A sculpture garden welcomes guests to the bunker-like AREA15
Just outside of the resort corridor and about seven minutes from the Strip, AREA15—a joint venture between real estate development firm Fisher Brothers and creative agency Beneville Studios, both of New York—opened its doors in September. Michael Beneville, chief creative officer of AREA15, oversaw overall creative design with Moser as architect.
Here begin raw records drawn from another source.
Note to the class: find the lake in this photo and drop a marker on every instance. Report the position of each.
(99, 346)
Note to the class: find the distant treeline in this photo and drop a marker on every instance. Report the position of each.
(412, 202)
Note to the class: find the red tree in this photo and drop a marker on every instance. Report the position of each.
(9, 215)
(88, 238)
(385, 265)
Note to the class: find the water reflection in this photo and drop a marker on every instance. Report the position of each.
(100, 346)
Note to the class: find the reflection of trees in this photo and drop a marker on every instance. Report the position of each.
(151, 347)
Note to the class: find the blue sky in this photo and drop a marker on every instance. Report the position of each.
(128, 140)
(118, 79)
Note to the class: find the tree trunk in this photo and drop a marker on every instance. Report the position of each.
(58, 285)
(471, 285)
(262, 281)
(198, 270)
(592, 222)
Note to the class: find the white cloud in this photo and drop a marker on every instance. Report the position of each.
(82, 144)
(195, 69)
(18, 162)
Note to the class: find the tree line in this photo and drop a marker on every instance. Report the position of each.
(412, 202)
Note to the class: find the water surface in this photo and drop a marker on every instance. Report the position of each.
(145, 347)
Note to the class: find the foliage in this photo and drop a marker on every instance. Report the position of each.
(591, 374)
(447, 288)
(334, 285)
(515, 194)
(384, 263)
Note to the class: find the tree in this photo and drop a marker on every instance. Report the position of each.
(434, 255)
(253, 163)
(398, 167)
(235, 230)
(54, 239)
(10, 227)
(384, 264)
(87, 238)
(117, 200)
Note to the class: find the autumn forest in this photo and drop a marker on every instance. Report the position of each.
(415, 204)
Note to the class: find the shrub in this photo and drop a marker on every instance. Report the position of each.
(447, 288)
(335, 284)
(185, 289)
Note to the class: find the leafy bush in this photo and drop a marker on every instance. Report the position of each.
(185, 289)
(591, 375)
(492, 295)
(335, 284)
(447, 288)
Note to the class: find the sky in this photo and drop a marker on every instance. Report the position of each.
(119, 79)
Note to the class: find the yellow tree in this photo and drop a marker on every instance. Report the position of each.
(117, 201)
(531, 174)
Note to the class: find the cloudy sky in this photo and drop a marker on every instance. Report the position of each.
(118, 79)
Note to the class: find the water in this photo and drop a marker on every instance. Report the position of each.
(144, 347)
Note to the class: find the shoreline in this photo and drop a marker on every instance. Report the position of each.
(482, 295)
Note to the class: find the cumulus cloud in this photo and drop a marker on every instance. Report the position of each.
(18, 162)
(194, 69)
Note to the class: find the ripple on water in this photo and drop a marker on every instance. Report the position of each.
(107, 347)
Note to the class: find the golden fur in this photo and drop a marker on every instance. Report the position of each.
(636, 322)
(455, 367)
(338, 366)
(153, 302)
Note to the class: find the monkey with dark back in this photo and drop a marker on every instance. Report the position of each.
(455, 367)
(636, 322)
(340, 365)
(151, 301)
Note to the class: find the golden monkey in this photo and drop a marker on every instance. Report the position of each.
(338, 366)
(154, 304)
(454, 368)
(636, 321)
Branded as the world’s first “purpose-built experiential entertainment district,” the multi-use space offers live events, immersive activations, art installations, futuristic technology, bars, and eateries. “We wanted to reward [people] who are willing to go a little further to find adventure,” Beneville says.
As a counterpoint to the spectacle of the Strip, AREA15 boasts an austere, simple building that Beneville likens to Stanley Kubrick’s monolith in 2001: A Space Odyssey. Inside, “the universe unpacks itself into all sorts of wonder,” he says. Take the giant “A,” an entry portal “that elevates a very straightforward, tilt-up building from being just a box into a bunker,” Beneville says.
At the epicenter of AREA15’s kaleidoscopic environments sits Oddwood, a 2,500 square-foot open-space cocktail bar with a 25-foot-tall digital maple tree created by LED artist collective color+light. Las Vegas-based architect Brett Robillard—now Gensler Las Vegas’ studio director—was commissioned to work on the project by Corner Bar Management founder Ryan Doherty while Robillard was with Stantec.
True to its name, “odd” varieties of timber can be found throughout, but nothing rivals the tree, featuring more than 5,000 individually-programmed LED lights that twinkle in harmony with the sound system. It “creates a spectacle within AREA15, which is a very intense visual environment,” Robillard says. “It’s a constant challenge we have in Las Vegas—amidst the intensity, sometimes a more singular focus can be a viable course of action to take architecturally.”